The Thalassaemia International Federation (TIF) has delegated an expert team to visit Serbia, on the 13 – 14 December 2018, which had the opportunity to participate in the Eastern European Conference for Rare Diseases, organized by the National Organisation for Rare Diseases (NORBS).
The delegates, Dr. Michael Angastiniotis, Medical Advisor, and Mrs. Lily Cannon, TIF’s Operations Manager, attended the conference designed for countries in the eastern regions of Europe, whether members of the EU or not.
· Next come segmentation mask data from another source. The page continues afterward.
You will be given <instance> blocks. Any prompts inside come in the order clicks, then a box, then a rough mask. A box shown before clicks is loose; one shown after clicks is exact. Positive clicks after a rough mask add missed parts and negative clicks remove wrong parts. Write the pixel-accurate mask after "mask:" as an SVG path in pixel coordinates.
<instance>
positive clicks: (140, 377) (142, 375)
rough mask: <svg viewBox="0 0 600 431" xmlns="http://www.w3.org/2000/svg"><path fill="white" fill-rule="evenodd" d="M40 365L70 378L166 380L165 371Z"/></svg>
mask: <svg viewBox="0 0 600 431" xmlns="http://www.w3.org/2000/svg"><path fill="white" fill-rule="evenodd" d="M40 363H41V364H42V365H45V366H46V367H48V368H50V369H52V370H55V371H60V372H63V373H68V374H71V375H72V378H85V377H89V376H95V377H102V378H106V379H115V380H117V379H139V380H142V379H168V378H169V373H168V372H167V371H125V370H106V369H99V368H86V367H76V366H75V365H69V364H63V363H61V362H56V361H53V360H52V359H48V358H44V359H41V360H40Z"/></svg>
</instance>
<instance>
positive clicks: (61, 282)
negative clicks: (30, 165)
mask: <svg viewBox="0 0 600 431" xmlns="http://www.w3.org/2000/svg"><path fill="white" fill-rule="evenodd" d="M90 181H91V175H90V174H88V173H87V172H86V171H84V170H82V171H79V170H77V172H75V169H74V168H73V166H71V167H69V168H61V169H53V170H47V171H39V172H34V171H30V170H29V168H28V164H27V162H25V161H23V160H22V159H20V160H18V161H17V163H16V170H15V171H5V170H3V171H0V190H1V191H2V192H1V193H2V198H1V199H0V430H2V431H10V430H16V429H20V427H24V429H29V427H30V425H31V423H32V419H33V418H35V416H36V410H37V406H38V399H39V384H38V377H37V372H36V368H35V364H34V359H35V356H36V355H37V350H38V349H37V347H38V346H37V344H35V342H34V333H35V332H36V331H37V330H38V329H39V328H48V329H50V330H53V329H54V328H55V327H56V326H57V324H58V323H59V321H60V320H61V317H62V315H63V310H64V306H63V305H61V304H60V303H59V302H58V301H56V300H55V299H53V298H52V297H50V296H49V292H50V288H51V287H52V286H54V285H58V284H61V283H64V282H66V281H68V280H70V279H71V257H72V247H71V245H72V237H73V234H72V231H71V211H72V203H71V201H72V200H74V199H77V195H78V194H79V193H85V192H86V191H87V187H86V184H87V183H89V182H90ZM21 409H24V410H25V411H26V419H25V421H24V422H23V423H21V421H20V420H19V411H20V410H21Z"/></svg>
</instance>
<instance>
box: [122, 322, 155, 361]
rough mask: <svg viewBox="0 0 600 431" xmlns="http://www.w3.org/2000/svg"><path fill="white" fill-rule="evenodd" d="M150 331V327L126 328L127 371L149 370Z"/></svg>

The TIF team represented both the interests of TIF to improve services for thalassaemia across the continent, but also the RD movement of Cyprus.
Main issues highlighted:
- The need to develop national policies to deal with rare diseases disorders, whose management can be very deficient due to lack of professional experience and the requirement of expensive long-term therapies,
- Each country’s delegation described the current state of development of various measures that compose a public health strategy, such as the necessity for national registries from which epidemiological data can be drawn to support policy making, the existence of national plans and committees, the need for expert or reference centres and their effective networking, the inclusion of rehabilitation services, psycho-social and budgetary support, etc.
- As far as clinical care is concerned, the need for multidisciplinary care and the access to orphan drugs and new technologies were particularly emphasized. A discussion on joint procurement for the eastern European countries was made but with no final steps to be taken.